As first lady, Suzanne took on social issues like literacy and women's rights. But these worthy causes earned her no credit. Her women's activism in particular was viewed as a kind of Trojan horse for the implantation of Western values. And she, too, was accused of corruption. Shortly after Mubarak's overthrow, it was claimed that she diverted donations intended for the Library of Alexandria into a private account over which she was alleged to have had sole discretion. Today, the charred hulks of Suzanne's National Council for Women and Gamal's National Democratic Party—which stand next to each other along the Nile and were among the first buildings to be set aflame during Egypt's revolution—serve as testaments to how much Mubarak's wife and son had come to be despised by their people.

It's been said that Mubarak may one day get a reassessment, in the way of King Farouk, the overweight, mustachioed monarch who ruled Egypt until he was overthrown by the Free Officers in 1952. In recent years Farouk has been recast from callow, corpulent playboy to a misunderstood nationalist trying to do his best for his country under difficult circumstances. Once seen as a British lackey, he is now believed to have tried to loose Egypt from its imperial shackles. All of the old calumnies against the deposed king—his reputation for carousing, his penchant for petty theft, his expansive taste in pornography—have now been all but forgotten.

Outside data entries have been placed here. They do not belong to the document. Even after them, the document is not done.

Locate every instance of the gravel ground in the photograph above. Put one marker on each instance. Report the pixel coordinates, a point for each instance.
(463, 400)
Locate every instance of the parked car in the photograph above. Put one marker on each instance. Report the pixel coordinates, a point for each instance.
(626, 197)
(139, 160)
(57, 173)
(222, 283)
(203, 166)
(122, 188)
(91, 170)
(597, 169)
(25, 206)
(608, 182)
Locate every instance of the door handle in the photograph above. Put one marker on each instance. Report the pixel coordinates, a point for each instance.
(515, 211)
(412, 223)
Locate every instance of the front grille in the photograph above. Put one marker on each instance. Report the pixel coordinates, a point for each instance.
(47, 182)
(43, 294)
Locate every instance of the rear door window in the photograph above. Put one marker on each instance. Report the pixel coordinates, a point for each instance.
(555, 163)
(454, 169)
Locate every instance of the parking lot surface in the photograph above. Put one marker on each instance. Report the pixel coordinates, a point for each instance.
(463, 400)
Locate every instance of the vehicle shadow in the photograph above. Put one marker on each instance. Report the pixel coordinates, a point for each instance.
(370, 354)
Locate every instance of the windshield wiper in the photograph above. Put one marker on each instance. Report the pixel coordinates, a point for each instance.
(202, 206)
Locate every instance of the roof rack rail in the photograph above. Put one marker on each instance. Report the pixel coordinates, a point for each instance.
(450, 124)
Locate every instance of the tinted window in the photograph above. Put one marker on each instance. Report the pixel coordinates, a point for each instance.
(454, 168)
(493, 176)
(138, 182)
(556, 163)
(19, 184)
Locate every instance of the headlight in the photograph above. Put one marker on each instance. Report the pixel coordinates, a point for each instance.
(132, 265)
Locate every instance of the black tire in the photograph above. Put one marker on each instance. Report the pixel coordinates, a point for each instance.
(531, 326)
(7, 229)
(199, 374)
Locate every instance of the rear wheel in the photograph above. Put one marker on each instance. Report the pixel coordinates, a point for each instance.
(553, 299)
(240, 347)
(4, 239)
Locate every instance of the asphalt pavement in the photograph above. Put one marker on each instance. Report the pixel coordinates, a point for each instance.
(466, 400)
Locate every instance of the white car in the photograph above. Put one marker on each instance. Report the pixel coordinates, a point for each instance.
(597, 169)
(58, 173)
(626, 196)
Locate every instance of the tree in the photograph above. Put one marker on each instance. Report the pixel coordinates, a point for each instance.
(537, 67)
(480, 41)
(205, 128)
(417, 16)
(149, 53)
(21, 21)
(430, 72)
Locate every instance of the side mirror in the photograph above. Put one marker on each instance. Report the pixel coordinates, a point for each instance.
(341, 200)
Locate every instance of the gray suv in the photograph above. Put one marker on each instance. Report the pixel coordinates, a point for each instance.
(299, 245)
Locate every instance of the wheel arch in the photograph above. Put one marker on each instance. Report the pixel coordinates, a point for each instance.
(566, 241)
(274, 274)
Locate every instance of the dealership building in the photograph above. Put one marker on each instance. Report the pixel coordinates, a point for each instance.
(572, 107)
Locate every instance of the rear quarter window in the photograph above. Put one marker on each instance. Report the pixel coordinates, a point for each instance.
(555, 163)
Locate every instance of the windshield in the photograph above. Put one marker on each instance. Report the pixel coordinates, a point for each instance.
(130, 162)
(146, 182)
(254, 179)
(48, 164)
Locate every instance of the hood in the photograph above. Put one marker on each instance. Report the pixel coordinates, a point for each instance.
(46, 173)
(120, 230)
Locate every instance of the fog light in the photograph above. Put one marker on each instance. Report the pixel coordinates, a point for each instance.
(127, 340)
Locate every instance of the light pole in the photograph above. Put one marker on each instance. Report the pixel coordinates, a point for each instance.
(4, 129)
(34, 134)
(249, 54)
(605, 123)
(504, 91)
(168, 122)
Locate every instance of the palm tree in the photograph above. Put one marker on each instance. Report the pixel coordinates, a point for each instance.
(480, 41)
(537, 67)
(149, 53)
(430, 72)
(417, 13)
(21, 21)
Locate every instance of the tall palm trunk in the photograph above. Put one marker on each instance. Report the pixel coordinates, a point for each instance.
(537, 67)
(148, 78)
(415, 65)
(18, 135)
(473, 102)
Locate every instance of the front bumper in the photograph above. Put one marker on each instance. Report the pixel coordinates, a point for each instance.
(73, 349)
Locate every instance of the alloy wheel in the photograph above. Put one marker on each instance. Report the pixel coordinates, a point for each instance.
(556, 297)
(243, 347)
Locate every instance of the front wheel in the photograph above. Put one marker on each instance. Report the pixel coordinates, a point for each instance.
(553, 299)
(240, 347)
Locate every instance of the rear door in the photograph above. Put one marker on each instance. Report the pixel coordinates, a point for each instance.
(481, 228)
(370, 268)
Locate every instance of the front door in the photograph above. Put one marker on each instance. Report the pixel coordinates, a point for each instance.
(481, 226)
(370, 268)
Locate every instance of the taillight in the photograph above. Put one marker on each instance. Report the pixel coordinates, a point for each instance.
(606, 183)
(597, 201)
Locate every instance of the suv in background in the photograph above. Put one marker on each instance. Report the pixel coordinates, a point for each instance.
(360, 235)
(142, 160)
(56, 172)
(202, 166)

Farouk's rehabilitation was aided by the fact that what came after him was so miserable. The so-called Free Officers failed to achieve any of their goals. For Mubarak to receive similar reconsideration, the liberal democratic project that unseated him will have to fail as well. And to many, it increasingly looks as if it might. Mubarak always warned that after him would come an Islamist deluge, and his predictions may be borne out. Late last year, Islamists captured a parliamentary majority and, at the time of this writing, seem poised to capture the country's presidency—that is, if the military junta lets them. But if Mubarak was right, he was right in the way a mugger is right when he tells you he will hurt you if you don't hand over your money. The president liked to portray himself as the Dutch boy with his finger in the dike, single-handedly preventing the inevitable flood. But it was he who created the pressure by suppressing potential democratic rivals and by acquiescing in his own aggrandizement at the expense of building a state.

If Mubarak gets a reappraisal, it won't be because a dispassionate reexamination of his legacy proves that he was better than we thought. Rather, it will be because distance from the events allows us to see his story as an example of human frailty. Lord Acton famously said that power tends to corrupt, and absolute power corrupts absolutely—a maxim we often quote unthinkingly as a shorthand way of condemning those in charge. But there is a measure of absolution in those words. If those granted total control are doomed to abuse it, they are, in a sense, victims as much as villains. In this telling, the modest, unimaginative Mubarak, thrust by an accident of history atop the throne of the Arab world's most populous country, could not have been expected to resist power's intoxicating effect. He could have ruled no other way, nor met any other end.

Perhaps the most fitting epitaph for Mubarak was offered by Sheik Muhammad Mitwalli Al-Sharawi, Egypt's most popular television preacher, in 1995. Mubarak had just survived an assassination attempt by Islamist terrorists in Addis Ababa, Ethiopia, and a laying-on of hands by Egypt's men of religion was arranged. One by one, the turbaned sheiks raised fulsome hosannas. Sharawi, at this point a man in his 80s, now walked with a cane and his once-powerful voice trembled as he warned Mubarak's would-be killers that the right to rule is not seized but rather granted by Allah. Amid this affirmation of Mubarak's divine legitimacy, however, came a subtle warning. "If a ruler is unfair and unjust," the old preacher declared, "he will be rendered hideous by his injustice, made ugly in the hearts of the people." With great difficulty, he moved close to the president, placing his hand on his shoulder. Mubarak, perhaps unused to being handled in this manner, recoiled somewhat. "If you are our fate," Sharawi said to him, "then may Allah grant you success. And if we are your fate, then may Allah help you to bear it."